Back in the early years of this century, a phrase started circulating which has since become one of those constant pieces of development jargon. Rather than just calling for more aid, campaigners and recipient governments started insisting that it be better aid as well.
‘More and better aid’ became one of the central planks of the Make Poverty History campaign in 2005. It was a recognition, in an era of criticism and reflection on the impact of aid spending, that not all aid works, and that some aid can do harm if spent unwisely.
In the same year, government representatives met in Paris. While campaigners banged drums, researchers, practitioners and bureaucrats got down to the complementary work of spelling out what ‘better aid’ would look like. What emerged was the ground-breaking Paris Declaration on Aid Effectiveness. Ground-breaking not only for its substance but, remarkably in hindsight, for the fact that donor governments actually submitted themselves to exacting standards on which they would be publicly held to account. This seldom happens. The drumming helped.
The next six years, were, perhaps, the heyday of the ‘aid effectiveness’ movement. There were, of course, many problems with Paris’ attempts to corral the complex reality of aid into a set of targets and indicators – everyone had their own bone to pick with them, from an over-focus on process to a lack of focus on politics and a failure to properly respond to changing contexts both nationally and internationally.
Nevertheless, the principles encapsulated in Paris became common currency and, crucially, the mechanisms set up to monitor them actually did their job reasonably well for a time, with donor governments altering policy based on feedback, facilitated by an impressive bureaucracy at the OECD. The setting up of multi-stakeholder mutual accountability committees in many recipient countries, and of aid effectiveness units within donor agencies, were among a number of important signs of progress.
That was then. Fast forward to 2018 (via major meetings in Accra, Busan, Mexico City and Nairobi, and hundreds of smaller meetings besides) and two main things have happened. First, the focus on better aid has become hardwired into the international development community. Perhaps the most telling demonstration of this is the number of impact evaluations now being carried out, many of a detailed, often randomised, nature. Before Paris these were few and far between – today they are par for the course.
And second, the language of aid effectiveness has evolved into a focus on ‘effective development co-operation’ or ‘development effectiveness’. This reflects the broadening out from an obsession with aid to an understanding that with all forms of finance, resources need to be harnessed to further global progress, whether public, private or philanthropic, both domestic and international.

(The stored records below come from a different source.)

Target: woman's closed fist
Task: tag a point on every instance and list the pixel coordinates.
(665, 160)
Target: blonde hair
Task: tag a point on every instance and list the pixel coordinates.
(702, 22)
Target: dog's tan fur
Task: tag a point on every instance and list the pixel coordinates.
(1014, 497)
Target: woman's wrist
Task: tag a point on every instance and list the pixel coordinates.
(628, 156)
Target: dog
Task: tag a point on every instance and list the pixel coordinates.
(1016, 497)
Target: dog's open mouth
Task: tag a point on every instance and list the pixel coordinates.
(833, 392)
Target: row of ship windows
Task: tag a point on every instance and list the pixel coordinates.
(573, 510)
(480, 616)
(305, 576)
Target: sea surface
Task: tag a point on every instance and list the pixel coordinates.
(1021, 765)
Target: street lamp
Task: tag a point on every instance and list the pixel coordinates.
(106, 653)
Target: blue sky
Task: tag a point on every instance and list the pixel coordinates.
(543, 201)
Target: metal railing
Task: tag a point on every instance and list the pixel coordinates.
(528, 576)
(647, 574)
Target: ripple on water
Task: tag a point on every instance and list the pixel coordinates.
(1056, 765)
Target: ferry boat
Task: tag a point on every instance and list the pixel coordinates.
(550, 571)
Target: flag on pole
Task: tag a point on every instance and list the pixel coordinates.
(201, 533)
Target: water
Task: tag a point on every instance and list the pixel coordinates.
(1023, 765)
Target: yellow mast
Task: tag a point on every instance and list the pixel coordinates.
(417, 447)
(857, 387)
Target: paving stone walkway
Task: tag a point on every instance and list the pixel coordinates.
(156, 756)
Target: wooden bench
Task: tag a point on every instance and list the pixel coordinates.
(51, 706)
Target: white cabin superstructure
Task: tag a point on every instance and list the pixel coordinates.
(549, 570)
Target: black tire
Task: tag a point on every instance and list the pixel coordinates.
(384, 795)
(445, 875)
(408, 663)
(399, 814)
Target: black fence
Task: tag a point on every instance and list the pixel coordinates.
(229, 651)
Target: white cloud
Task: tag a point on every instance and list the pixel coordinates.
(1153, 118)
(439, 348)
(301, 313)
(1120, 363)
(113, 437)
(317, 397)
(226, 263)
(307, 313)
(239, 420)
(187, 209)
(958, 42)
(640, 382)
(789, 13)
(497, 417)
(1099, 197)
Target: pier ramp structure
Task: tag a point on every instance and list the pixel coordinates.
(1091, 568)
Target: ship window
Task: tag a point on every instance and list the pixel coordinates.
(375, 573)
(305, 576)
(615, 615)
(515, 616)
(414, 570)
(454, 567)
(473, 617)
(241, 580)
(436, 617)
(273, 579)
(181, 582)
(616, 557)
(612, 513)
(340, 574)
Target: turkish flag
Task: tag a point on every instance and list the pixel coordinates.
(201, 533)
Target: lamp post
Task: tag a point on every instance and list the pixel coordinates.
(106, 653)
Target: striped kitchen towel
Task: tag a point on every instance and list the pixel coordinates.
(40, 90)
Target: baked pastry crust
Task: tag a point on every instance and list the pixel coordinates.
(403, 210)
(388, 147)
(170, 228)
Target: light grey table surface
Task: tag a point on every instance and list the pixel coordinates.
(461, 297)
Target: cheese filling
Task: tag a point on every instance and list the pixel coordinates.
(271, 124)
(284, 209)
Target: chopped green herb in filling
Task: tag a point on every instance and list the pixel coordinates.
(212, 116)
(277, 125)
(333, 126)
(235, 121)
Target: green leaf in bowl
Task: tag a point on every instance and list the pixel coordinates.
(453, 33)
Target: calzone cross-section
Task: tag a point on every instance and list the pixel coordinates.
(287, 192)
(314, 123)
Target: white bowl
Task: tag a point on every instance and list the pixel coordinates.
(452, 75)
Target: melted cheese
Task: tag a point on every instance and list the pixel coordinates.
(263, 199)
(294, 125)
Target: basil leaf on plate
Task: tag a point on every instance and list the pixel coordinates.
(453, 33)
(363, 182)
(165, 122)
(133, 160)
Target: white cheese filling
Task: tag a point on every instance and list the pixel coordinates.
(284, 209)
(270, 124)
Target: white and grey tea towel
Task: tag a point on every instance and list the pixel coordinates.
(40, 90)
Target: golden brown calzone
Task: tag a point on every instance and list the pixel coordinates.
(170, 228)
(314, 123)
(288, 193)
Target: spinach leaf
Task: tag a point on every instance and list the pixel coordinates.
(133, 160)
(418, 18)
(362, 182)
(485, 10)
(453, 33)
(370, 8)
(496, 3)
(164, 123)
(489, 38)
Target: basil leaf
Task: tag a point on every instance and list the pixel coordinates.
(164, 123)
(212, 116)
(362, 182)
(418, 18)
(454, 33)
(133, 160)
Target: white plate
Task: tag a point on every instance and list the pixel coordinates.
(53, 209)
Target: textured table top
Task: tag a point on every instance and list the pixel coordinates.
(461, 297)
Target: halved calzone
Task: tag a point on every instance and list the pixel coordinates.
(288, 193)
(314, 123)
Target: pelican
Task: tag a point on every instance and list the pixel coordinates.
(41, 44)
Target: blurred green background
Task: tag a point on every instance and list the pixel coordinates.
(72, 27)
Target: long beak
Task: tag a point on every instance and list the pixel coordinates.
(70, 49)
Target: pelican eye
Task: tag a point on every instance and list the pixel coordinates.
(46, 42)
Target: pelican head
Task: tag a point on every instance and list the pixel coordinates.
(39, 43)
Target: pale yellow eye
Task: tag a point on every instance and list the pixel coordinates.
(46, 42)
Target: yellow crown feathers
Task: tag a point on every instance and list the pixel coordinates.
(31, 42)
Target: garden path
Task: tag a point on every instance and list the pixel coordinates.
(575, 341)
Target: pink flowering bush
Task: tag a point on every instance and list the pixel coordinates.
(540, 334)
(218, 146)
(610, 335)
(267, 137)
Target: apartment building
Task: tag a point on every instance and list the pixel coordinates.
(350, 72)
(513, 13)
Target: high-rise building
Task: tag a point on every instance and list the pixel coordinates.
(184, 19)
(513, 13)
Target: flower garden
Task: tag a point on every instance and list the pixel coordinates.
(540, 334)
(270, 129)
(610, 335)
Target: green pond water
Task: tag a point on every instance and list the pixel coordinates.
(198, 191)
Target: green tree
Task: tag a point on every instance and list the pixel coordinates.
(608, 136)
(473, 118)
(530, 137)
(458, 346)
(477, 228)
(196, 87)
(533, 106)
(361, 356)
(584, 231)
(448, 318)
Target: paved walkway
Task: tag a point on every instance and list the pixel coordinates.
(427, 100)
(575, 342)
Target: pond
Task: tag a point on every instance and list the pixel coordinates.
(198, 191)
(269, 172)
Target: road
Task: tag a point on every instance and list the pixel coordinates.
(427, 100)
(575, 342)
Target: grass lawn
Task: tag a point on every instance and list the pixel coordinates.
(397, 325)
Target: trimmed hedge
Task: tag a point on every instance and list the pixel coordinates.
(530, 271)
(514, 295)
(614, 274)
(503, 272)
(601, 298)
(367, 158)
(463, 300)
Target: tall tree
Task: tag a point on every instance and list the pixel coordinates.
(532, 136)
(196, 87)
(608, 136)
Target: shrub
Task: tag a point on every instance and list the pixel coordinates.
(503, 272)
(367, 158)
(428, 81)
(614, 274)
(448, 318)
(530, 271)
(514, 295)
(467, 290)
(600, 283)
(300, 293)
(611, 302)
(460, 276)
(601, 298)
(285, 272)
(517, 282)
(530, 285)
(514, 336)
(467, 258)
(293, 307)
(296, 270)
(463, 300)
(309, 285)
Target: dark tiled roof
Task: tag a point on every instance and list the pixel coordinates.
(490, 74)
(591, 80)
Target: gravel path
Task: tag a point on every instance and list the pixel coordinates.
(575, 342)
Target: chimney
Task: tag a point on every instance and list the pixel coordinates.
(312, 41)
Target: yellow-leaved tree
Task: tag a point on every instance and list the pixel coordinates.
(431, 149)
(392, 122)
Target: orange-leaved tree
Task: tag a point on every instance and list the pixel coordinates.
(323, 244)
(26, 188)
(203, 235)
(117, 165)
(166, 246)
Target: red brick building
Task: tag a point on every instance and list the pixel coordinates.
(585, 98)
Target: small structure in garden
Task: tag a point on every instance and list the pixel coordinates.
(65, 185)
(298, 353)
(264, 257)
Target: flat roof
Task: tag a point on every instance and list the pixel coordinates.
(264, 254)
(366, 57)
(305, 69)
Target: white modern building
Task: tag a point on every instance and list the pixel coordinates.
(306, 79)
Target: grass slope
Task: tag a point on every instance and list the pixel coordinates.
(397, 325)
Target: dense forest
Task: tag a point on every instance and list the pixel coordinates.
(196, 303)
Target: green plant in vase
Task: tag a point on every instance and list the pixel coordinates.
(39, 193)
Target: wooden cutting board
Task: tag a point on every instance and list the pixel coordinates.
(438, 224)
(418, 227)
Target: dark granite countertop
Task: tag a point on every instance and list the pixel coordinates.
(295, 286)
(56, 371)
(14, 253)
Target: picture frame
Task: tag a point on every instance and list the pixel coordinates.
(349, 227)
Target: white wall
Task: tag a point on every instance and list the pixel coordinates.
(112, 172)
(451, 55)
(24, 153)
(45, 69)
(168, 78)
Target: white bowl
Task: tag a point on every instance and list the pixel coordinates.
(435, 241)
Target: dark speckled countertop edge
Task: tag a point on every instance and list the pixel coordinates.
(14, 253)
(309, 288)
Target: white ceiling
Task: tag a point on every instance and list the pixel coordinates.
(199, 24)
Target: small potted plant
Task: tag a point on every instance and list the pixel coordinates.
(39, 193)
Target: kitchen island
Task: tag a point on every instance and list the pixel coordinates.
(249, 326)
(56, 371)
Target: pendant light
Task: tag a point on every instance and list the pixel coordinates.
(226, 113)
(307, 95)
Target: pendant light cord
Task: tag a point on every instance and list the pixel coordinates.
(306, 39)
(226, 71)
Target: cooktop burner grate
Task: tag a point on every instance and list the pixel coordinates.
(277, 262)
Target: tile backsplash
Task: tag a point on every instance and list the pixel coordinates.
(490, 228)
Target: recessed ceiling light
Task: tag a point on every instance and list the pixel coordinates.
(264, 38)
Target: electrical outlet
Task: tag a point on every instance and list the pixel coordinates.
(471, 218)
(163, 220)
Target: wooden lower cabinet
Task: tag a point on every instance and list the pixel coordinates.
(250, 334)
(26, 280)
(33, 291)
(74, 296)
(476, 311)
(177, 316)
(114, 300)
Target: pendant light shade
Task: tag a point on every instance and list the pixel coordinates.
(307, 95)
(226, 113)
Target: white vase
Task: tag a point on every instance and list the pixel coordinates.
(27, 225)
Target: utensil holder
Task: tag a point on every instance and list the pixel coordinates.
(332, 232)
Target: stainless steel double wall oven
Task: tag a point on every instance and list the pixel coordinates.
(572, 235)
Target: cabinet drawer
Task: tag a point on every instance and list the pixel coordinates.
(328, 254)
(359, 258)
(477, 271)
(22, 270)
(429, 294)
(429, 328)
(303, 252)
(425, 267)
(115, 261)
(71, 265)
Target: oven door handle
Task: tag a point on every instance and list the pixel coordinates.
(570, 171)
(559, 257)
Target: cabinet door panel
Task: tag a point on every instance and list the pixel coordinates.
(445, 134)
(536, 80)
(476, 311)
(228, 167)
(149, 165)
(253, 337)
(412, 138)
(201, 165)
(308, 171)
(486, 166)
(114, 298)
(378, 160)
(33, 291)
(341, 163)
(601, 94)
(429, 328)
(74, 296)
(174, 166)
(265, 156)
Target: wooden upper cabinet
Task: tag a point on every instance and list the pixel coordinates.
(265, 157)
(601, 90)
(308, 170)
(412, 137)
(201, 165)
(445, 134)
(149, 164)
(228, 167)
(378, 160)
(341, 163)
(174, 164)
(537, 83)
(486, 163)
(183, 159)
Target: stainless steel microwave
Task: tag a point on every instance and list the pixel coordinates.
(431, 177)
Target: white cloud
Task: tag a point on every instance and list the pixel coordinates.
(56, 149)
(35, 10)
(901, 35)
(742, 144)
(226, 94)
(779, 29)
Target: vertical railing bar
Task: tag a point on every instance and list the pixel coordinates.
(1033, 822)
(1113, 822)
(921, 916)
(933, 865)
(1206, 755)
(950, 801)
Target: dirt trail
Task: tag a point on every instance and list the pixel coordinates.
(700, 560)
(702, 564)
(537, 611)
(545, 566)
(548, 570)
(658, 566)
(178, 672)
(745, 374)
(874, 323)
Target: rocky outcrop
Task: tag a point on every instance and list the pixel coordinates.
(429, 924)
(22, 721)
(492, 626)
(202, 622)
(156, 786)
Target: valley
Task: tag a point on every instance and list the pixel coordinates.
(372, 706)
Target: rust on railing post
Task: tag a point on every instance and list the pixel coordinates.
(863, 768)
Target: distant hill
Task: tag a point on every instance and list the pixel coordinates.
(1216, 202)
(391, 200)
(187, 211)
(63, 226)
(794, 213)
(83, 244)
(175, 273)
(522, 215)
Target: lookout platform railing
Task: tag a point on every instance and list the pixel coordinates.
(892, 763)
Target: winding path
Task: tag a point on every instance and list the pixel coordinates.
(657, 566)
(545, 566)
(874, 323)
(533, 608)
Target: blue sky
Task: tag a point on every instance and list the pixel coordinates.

I wrote a book (still available!) about the need to assess with more nuance the complex impacts of aid, and much of my writing since has been on the importance of transforming the development sector to better reflect a new twenty-first century global reality – so in many ways I am pleased with these two evolutions.
But there are some aspects of the ‘old-fashioned’ aid effectiveness work that appear to have been lost. As I walked out of the Busan conference centre in 2011, I asked an old-hand, someone who had helped draft the Paris Declaration, for his assessment of the meeting. His response was blunt and disappointed: ‘Paris is dead’. I thought at the time he was being a bit melodramatic, but I soon began to see his point. By expanding the scope of the effectiveness agenda, to cover more sectors, more themes, more geographies, it soon became impossible to maintain that process of holding the powerful (donors et al) to account for their spending decisions.
Sure, the Paris indicators were limited and flawed, but they were slowly pushing aid spending in the right direction. Advocate and recipients were able to use them to balance out the political and media pressures that so often determine aid spending. In modern bureaucracies, clear targets, backed up by data and evidence, have power.
And it is not only the process of Paris that has been diluted over time. The main substantial centre of the Paris analysis, in my view, was ownership – that annoying word that isn’t quite right but we know what it approximates to. It turns out that after all the research, we know less about what makes aid effective than we would like to – and debates continue. But one thing we do know, because the research and practice are as one on this issue, is that when recipients are involved in aid (from planning to implementation to evaluation), development interventions are far more likely to work.
But while ‘impact’, ‘effectiveness’ and ‘results’ are now at the heart of every keynote speech on aid and development, ‘ownership’ and ‘participation’ are no longer the buzzwords they once were when everyone was still reading Robert Chambers.
So, when we look at the development effectiveness landscape in 2018, we see some steps forward, some steps back. And these are the issues on which I will be grilling my panel at the Global Partnership on Effective Development Co-operation’s meeting in Paris in this coming week. Is the effectiveness agenda making real progress? Is the development community empowering the less powerful to hold the more powerful to account? How can we balance the need for evolution, to reflect a changing context with a steadfastness to evidence-based principles?